I was hoping I could get some advice on a new gaming rig that I want to build. The main usage will be gaming, school (It/Networking) , and Gaming with some major media power housing going on.
A Key! feature that I am trying to integrate is to have a bootable win7 on a ssd, with also a seprate bootable ssd running lion OSX. It can be done but it needs high end hardware that accepts both os's. That is more a hobbists goal but we will see how attainable per dollar amount it really is.
In the attached file I created a spreadsheet with all the pertint info. Please feel free to comment on any piece of hardware as I am buying in 3 months thanks guys.

P.s. I am also going for a major OC'ing machine hence the oc gear... I wont be doing really heavy stuff that should warrant all the water cooling, but I do plan to run crossfire and multiple screens for gaming and within a few years they will step it up into multiple core gaming so I want to be ready for the future... what if a game makes use of all my 8 cores...hmmm well I want that power to be there so its more for future growth than it is going cooler crazy thanks!:comp:
 

Attachments

  • Gaming PC Rig.xls
    524 KB · Views: 29
First of all, AMD's Bulldozer series is inferior to the Sandy Bridge platform. Sandy Bridge outperforms it, is cheaper, and draws a LOT less power and outputs a LOT less heat. As a result, high end cooling isn't necessary at all. Even putting it under liquid nitrogen only gets 200-300Mhz more then what you get on a pretty good air heatsink. My advice is to ditch the WC for now.

Personally, I (shoot me) prefer OSX for general web browsing. However, when I looked into a Hackintosh, it's just not worth the trouble.
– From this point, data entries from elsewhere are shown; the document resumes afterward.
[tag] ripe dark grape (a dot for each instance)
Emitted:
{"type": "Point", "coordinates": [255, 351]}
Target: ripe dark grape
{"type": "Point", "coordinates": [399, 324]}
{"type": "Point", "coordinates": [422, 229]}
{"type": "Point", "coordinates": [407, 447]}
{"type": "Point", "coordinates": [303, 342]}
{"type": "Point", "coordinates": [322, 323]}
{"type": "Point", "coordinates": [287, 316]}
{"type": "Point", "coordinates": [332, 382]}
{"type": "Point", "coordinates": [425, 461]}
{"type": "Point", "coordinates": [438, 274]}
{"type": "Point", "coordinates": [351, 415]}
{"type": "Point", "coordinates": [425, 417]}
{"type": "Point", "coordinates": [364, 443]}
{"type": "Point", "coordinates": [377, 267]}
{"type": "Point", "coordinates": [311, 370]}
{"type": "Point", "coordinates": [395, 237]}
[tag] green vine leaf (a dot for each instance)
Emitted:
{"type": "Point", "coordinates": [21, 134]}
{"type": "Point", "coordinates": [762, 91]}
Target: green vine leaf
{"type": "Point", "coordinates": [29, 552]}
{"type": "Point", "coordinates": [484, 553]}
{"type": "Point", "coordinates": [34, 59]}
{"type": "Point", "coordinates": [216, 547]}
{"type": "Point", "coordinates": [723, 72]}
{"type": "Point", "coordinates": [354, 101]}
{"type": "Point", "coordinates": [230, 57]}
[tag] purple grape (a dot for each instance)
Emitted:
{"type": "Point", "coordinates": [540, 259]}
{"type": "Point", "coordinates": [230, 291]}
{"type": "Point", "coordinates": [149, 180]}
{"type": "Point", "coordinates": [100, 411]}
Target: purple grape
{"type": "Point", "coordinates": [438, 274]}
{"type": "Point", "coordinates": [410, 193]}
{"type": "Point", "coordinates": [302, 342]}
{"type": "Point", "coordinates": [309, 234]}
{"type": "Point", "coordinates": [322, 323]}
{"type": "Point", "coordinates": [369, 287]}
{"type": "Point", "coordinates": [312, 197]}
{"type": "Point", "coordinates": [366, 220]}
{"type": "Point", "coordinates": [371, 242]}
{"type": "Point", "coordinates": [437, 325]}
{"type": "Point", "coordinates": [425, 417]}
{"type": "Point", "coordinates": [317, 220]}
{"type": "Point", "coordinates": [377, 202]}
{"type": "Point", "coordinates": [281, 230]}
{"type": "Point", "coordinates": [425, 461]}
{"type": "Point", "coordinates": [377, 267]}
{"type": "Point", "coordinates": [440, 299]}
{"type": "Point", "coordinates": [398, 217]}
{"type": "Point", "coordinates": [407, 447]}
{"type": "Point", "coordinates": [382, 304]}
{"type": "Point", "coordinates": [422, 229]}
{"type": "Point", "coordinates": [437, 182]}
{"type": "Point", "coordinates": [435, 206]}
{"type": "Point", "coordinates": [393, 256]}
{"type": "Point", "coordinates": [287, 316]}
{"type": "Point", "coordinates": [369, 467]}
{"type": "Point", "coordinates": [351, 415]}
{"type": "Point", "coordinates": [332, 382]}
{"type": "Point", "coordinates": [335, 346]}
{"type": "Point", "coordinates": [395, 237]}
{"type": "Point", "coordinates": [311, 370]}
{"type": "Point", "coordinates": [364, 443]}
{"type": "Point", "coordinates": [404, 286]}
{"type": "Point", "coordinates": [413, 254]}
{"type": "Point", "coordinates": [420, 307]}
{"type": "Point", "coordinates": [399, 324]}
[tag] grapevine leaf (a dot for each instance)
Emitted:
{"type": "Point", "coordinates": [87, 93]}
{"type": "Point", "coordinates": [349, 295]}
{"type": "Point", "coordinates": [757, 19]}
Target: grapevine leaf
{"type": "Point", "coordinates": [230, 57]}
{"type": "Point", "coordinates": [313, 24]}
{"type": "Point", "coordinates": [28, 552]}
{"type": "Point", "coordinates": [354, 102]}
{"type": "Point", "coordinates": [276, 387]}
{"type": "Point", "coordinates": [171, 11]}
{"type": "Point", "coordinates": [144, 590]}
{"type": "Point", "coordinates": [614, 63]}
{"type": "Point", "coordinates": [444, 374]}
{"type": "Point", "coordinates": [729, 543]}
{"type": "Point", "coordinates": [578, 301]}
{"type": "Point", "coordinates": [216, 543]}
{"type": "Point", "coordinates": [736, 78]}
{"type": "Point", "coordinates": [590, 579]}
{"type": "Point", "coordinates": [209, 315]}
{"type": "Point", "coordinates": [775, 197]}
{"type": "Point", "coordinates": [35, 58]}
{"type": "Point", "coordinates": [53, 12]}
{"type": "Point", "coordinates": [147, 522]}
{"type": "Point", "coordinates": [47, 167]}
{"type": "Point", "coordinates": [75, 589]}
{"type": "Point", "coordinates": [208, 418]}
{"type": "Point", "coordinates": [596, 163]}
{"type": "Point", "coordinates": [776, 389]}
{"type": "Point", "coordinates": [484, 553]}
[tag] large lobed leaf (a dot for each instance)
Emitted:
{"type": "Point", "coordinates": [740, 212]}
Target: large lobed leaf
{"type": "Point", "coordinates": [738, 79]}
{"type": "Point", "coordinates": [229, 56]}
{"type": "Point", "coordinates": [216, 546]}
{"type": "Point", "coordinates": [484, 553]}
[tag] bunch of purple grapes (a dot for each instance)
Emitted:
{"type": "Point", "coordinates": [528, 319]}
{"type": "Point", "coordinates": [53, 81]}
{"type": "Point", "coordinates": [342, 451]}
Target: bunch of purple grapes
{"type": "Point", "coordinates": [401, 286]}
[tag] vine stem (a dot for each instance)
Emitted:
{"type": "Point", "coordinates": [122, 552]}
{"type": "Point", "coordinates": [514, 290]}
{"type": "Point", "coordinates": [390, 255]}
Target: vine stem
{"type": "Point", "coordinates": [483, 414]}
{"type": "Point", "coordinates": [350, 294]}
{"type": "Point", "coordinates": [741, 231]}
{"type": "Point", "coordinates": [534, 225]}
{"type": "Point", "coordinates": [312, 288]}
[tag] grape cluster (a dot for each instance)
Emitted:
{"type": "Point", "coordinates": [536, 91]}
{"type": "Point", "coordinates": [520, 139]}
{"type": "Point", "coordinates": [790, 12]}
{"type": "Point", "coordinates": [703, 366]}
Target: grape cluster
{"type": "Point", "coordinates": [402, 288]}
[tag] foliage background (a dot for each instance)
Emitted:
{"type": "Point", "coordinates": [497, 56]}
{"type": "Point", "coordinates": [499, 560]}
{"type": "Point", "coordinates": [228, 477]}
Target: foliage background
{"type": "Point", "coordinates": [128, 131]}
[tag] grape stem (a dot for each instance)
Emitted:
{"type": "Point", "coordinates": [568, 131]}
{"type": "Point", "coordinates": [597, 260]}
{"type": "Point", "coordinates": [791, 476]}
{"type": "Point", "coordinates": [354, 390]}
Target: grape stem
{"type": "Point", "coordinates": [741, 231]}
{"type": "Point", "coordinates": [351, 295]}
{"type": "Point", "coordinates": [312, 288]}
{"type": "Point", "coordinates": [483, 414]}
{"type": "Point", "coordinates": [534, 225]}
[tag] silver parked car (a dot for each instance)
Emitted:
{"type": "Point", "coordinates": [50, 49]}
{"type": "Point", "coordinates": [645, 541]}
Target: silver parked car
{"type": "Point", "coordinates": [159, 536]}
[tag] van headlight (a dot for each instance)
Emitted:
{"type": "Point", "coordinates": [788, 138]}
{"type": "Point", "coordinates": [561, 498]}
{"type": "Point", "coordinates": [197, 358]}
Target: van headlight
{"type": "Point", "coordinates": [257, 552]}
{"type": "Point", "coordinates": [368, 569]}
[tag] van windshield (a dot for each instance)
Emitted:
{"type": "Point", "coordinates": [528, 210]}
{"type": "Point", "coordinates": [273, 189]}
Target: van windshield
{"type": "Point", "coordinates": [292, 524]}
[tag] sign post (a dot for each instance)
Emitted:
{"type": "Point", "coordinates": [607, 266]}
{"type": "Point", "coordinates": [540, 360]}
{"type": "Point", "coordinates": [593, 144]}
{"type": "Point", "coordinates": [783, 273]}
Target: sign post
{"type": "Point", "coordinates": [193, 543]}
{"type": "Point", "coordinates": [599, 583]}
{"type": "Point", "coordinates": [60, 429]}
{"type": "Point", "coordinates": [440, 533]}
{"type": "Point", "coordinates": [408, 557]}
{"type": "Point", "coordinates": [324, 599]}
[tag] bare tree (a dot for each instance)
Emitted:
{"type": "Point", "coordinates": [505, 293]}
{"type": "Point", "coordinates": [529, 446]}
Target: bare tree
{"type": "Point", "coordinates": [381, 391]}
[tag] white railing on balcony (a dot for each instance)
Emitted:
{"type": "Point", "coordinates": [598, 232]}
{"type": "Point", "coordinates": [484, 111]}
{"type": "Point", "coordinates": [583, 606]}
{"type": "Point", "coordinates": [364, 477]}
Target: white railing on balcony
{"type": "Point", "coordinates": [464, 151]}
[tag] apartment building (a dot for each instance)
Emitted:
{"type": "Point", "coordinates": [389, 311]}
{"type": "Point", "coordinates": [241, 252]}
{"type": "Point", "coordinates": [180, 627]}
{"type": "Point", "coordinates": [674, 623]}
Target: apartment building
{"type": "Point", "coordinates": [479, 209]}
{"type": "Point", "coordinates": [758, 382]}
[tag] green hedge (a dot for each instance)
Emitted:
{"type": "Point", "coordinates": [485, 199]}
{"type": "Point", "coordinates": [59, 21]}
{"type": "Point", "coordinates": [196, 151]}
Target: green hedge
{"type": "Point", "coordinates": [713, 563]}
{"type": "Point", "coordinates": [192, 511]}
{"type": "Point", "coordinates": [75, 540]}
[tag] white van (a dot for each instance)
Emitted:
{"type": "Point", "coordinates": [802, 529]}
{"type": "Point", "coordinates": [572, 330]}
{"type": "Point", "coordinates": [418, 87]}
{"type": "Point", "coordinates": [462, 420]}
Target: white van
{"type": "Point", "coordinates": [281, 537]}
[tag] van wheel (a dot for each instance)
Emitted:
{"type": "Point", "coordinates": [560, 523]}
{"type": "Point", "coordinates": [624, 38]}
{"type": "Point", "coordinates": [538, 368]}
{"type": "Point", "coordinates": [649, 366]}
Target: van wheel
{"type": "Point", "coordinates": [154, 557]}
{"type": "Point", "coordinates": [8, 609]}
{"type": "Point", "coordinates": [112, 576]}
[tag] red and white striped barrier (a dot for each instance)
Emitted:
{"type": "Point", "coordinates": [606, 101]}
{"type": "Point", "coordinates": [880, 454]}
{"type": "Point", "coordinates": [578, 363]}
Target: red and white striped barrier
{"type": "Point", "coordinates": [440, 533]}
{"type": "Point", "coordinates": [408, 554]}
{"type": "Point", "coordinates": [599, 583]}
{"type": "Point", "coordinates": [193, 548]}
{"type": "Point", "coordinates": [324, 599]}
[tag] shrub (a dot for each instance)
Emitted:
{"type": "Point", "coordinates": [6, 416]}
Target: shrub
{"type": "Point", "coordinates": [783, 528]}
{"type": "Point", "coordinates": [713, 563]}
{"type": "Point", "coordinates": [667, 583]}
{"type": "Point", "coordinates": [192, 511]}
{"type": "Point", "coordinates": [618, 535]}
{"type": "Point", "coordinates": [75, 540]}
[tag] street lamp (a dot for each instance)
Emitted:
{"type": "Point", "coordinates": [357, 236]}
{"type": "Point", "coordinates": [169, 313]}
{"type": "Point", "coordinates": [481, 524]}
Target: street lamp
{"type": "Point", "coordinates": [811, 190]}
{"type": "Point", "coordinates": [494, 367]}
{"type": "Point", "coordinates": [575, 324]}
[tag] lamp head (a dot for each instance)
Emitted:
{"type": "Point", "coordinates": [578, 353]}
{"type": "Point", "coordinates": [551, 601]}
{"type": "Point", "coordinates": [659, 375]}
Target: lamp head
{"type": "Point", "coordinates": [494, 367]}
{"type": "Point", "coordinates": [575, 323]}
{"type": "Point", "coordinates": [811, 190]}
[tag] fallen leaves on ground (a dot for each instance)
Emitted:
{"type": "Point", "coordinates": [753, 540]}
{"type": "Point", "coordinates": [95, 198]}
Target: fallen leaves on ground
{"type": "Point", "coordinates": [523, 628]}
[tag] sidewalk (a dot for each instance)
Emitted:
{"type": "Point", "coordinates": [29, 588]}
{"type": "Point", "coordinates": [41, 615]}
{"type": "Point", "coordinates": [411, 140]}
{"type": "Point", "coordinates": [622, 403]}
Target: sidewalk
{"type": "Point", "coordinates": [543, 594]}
Maybe if you want to build the computer SOLELY for the purpose of running a Hackintosh, but if you're trying to combine it with a gaming build, it's just not worth it.

By the way, a 6870 is a very "mid-range" GPU, not really high end by any standard. High end GPUs run close to $500.

Also, you probably won't get much feedback here about the water cooling. The people knowledgeable about that often hang out in the water cooling section of the forum. They also need very specific information about your parts in order to help, so your best plan of action is splitting the budget. Dedicate a certain amount to the gaming rig itself, a certain amount to the watercooling loop. Figure out what hardware you want, and then focus on the water loop.

And if you're buying in three months, you will probably be buying CPU, motherboards, and GPUs that don't actually exist at the moment. Technology is fast moving market. Planning now really doesn't offer you that much of a benefit since almost everything will change in three months.